According to Bloomberg, other numerous publications that tested the chatbot were also answered with misinformation and conspiracy theories, including that Trump is still the president, that the 2020 election was stolen, and that it was “not implausible” that Jews controlled the economy because they were “overrepresented among America’s super-rich.”
Meta released BlenderBot 3 accompanied by a blog post on its website that outlined how it learns information along with the method’s shortcomings.
“Since all conversational AI chatbots are known to sometimes mimic and generate unsafe, biased or offensive remarks, we’ve conducted large-scale studies, co-organized workshops and developed new techniques to create safeguards for BlenderBot 3,” the post stated. “Despite this work, BlenderBot can still make rude or offensive comments, which is why we are collecting feedback that will help make future chatbots better.”
The blog promises that the bot’s responses will get better over time.
‘They Don’t Want to Spend the Effort’
BlenderBot 3 is also not the only chatbot to have been exposed for holding controversial or antisemitic views. In 2016, a chatbot named “Tay” released by Microsoft, began praising Adolf Hitler just 48 hours after it was released to the public and had to be taken offline.
Cooper said that during a time of unprecedented social-media-driven hatred against Asians, Jews, African-Americans and others, being shocked at the results is not an acceptable excuse.
“If Meta, aka Facebook, can’t figure out how to block hate from its AI chatbot, remove it until Meta figures it out,” he said in a statement on Wednesday. “We have enough bigotry and antisemitism online. It’s outrageous to include in next-generation technology platforms.”
“It isn’t new. These companies have already seen it. And when they tell you, ‘Gee, we can’t do A, B or C,’ what it means is they don’t want to spend the effort,” Cooper told JNS.
“Because what we’ve seen, unfortunately, with all the big companies, when they wanted to take out a president of the United States or blacklist some kind of discussions about COVID-19, they did it overnight, they did it collectively,” said Cooper.

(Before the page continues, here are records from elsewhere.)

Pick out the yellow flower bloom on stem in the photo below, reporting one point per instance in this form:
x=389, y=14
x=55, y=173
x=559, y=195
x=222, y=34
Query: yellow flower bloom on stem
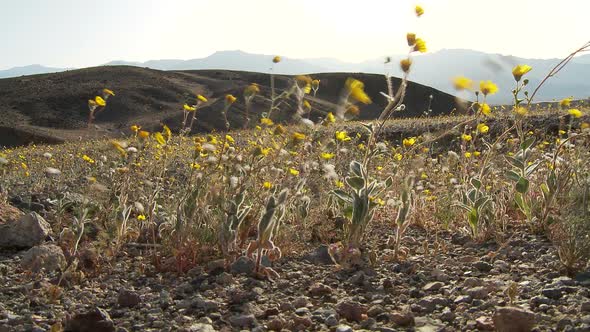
x=189, y=108
x=298, y=136
x=487, y=88
x=522, y=111
x=356, y=90
x=420, y=46
x=466, y=137
x=99, y=101
x=327, y=155
x=167, y=132
x=230, y=99
x=576, y=113
x=419, y=10
x=520, y=70
x=483, y=128
x=462, y=83
x=407, y=142
x=411, y=38
x=565, y=102
x=266, y=121
x=405, y=65
x=88, y=159
x=342, y=136
x=486, y=109
x=330, y=118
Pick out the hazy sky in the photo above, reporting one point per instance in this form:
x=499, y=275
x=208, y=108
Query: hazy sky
x=79, y=33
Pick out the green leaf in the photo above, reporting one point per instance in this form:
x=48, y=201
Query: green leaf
x=342, y=196
x=522, y=186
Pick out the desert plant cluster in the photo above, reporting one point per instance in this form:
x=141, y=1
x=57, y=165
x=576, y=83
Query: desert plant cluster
x=266, y=191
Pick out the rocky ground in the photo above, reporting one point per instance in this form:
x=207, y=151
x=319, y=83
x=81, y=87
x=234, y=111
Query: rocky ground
x=458, y=286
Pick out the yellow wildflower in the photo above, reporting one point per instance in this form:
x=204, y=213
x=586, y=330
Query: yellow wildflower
x=520, y=70
x=327, y=155
x=407, y=142
x=488, y=88
x=230, y=99
x=88, y=159
x=576, y=113
x=342, y=136
x=522, y=111
x=486, y=109
x=405, y=64
x=298, y=136
x=160, y=138
x=266, y=121
x=99, y=101
x=462, y=83
x=483, y=128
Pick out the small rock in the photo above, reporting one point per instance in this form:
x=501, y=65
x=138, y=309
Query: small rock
x=51, y=172
x=200, y=327
x=477, y=293
x=513, y=319
x=483, y=266
x=28, y=231
x=552, y=293
x=484, y=323
x=97, y=320
x=344, y=328
x=433, y=286
x=321, y=256
x=276, y=324
x=48, y=257
x=319, y=289
x=243, y=265
x=351, y=310
x=404, y=318
x=243, y=321
x=128, y=298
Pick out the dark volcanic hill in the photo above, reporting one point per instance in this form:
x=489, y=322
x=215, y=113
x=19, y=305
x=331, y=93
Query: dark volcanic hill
x=53, y=107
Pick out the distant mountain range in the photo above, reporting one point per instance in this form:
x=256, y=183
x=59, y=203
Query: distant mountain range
x=434, y=69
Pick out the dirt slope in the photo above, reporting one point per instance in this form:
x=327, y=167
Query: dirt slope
x=53, y=107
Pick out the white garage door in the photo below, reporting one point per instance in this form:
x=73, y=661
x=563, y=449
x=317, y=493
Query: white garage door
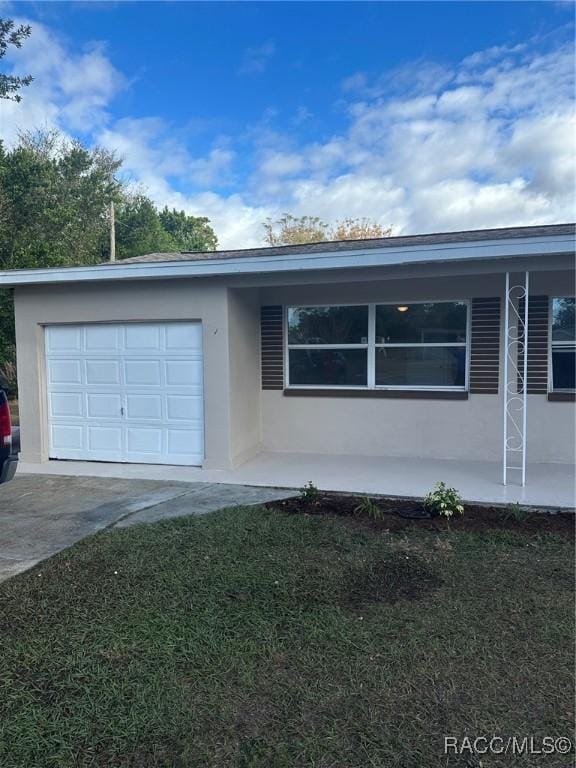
x=129, y=392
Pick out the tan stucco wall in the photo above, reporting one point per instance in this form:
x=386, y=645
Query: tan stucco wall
x=201, y=300
x=240, y=419
x=244, y=363
x=470, y=429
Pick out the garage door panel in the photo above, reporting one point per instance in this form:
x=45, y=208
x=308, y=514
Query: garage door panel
x=126, y=392
x=103, y=405
x=64, y=372
x=143, y=372
x=144, y=406
x=102, y=372
x=105, y=438
x=66, y=404
x=143, y=440
x=184, y=407
x=102, y=338
x=183, y=372
x=182, y=442
x=141, y=337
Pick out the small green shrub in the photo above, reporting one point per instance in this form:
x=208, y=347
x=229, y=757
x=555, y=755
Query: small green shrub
x=444, y=501
x=309, y=492
x=368, y=508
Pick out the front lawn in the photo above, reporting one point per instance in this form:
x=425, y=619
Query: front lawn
x=258, y=639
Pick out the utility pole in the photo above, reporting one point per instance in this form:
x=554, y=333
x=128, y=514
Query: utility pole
x=112, y=233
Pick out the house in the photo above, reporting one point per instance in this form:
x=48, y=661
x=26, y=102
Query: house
x=398, y=347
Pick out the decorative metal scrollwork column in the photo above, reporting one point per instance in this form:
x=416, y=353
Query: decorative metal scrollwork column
x=515, y=377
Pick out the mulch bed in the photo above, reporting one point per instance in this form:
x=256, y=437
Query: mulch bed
x=401, y=514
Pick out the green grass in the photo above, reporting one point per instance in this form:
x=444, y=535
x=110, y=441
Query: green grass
x=253, y=639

SWC annually publishes the Digital Terrorism and Hate report that grades numerous social media, networking, gaming and video platforms on their tolerance for hate speech. Cooper said that numerous terrorist and hate organizations have used these platforms as tools for propaganda, sometimes in a manner more sophisticated than governments. The latest rapidly growing industry that has become fertile ground for the spread of extremism has been the gaming realm.

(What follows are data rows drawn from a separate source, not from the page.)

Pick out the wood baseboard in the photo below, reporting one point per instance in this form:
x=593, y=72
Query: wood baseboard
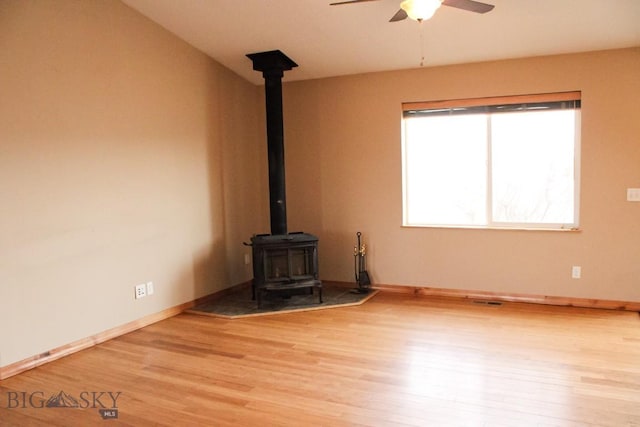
x=84, y=343
x=532, y=299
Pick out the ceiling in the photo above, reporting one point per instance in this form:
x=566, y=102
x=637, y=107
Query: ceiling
x=357, y=38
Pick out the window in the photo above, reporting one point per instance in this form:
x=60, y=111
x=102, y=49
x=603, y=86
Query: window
x=507, y=162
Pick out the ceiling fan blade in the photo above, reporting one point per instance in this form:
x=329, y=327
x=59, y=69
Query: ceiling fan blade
x=399, y=16
x=470, y=5
x=338, y=3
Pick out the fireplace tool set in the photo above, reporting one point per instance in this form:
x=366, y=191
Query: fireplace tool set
x=360, y=267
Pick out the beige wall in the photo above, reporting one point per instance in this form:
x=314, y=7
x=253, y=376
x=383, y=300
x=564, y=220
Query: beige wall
x=126, y=156
x=344, y=175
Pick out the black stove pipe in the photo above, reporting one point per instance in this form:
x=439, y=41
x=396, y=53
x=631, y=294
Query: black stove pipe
x=273, y=64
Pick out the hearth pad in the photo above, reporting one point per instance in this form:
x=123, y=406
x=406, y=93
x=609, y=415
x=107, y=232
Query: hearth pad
x=238, y=303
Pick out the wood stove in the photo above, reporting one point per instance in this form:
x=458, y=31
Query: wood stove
x=282, y=261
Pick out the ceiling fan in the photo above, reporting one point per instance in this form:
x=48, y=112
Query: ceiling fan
x=421, y=10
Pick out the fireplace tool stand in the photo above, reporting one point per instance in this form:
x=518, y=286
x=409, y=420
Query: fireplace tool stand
x=360, y=267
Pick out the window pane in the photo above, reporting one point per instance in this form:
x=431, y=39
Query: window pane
x=445, y=170
x=533, y=167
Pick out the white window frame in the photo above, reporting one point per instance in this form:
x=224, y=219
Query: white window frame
x=574, y=97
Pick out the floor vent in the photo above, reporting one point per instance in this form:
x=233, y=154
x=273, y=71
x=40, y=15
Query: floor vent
x=487, y=302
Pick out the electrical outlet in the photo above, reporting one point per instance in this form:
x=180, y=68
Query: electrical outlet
x=633, y=194
x=141, y=291
x=576, y=272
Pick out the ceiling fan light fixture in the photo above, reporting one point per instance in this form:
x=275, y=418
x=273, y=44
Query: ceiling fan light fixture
x=420, y=10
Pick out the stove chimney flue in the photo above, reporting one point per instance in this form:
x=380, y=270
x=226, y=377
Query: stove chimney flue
x=273, y=64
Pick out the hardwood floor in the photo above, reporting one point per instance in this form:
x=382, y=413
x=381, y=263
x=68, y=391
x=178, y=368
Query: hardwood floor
x=398, y=360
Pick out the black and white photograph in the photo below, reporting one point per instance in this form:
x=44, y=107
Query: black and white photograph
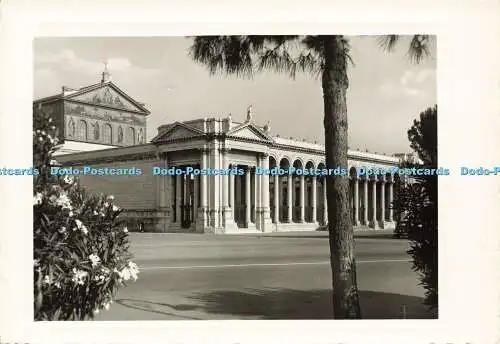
x=249, y=172
x=251, y=177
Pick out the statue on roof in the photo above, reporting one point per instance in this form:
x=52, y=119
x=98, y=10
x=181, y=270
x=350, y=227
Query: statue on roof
x=267, y=127
x=106, y=76
x=249, y=114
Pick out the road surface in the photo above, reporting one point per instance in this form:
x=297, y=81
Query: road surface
x=287, y=276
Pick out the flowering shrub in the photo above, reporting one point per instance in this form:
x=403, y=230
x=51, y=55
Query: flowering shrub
x=81, y=247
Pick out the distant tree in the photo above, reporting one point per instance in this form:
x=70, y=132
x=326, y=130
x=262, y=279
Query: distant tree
x=418, y=205
x=327, y=57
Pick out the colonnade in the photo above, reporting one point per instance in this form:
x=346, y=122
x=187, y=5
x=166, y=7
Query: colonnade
x=267, y=202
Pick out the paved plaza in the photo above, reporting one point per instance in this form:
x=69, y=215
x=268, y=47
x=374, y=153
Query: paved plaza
x=281, y=276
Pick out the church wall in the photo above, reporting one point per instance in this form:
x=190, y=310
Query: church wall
x=130, y=192
x=96, y=115
x=55, y=109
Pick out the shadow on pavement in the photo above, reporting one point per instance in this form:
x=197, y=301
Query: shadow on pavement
x=158, y=308
x=285, y=304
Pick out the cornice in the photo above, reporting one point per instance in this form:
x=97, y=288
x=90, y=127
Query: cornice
x=145, y=114
x=110, y=159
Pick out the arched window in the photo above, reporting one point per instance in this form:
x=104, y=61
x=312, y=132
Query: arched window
x=108, y=134
x=140, y=136
x=82, y=130
x=71, y=128
x=120, y=134
x=96, y=131
x=131, y=136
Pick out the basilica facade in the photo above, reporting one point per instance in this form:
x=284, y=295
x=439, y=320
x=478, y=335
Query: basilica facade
x=229, y=203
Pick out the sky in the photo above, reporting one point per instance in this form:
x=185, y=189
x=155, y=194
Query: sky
x=386, y=91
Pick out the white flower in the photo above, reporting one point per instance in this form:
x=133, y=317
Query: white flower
x=47, y=280
x=81, y=226
x=37, y=199
x=94, y=259
x=129, y=272
x=63, y=201
x=68, y=179
x=79, y=276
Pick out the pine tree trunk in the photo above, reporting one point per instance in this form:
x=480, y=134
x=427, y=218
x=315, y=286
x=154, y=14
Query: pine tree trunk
x=341, y=235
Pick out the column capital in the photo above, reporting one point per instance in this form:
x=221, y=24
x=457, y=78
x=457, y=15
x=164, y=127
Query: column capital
x=161, y=155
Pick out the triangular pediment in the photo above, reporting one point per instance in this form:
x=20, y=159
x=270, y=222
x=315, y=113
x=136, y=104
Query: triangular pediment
x=107, y=94
x=249, y=131
x=178, y=131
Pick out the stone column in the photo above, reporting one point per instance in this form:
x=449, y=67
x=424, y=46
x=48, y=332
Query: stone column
x=195, y=198
x=391, y=199
x=264, y=181
x=202, y=222
x=382, y=203
x=314, y=201
x=227, y=216
x=374, y=204
x=257, y=195
x=325, y=202
x=248, y=190
x=365, y=201
x=302, y=199
x=163, y=213
x=277, y=193
x=231, y=195
x=178, y=199
x=356, y=201
x=214, y=180
x=290, y=199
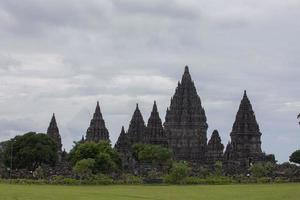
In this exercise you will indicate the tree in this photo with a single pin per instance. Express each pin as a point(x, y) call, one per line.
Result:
point(262, 169)
point(218, 168)
point(295, 157)
point(155, 154)
point(84, 167)
point(30, 151)
point(178, 173)
point(106, 159)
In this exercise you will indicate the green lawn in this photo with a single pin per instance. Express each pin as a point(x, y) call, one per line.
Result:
point(230, 192)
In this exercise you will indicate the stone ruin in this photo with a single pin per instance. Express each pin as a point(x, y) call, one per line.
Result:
point(184, 132)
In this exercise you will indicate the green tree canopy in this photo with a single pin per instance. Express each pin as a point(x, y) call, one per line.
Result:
point(151, 153)
point(106, 158)
point(262, 169)
point(84, 167)
point(295, 157)
point(178, 173)
point(30, 151)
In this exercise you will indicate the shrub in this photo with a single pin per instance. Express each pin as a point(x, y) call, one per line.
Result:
point(84, 167)
point(99, 179)
point(178, 173)
point(107, 160)
point(129, 179)
point(295, 157)
point(262, 169)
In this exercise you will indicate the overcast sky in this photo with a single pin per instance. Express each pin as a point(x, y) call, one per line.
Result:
point(63, 56)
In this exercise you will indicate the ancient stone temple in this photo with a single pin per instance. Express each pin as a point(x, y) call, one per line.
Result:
point(123, 146)
point(215, 148)
point(155, 133)
point(185, 123)
point(53, 132)
point(97, 130)
point(137, 129)
point(245, 146)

The companies involved in these technologies, he said, are choosing to be reactive instead of proactive and should instead address these problems in the research-and-development stages of their products.
The Los Angeles-based Center has urged the companies in their neighboring Silicon Valley to join and created common standards to reduce the marketing power given by social-media platforms to hate groups, terrorist organizations, belligerent states and international antisemites and hate-mongers—setting up the proper tripwires to detect the abuse on their platforms.
“The answer always [was], ‘Oh no. That can’t be done,’” he said, but then the same companies started policing political opinions on their platforms.
“They can’t say they don’t do it,” he said. “We’re just saying, you’re not doing it where it counts.”
While he says he is not a fan of Trump, Cooper believes that tech companies are doing a disservice by delving into political discussions rather than going after the forces who are objectively spreading hate and violence.
“We’re talking about neo-Nazis, we’re talking about Islamic terrorists, we’re talking about people going around with bullhorns and sending their message on both sides of the Atlantic that ‘we’re going to rape your wives and daughter,’ ” said the rabbi. “There’s a difference between going political and taking care of hate.”
Kassy Dillon contributed to this report.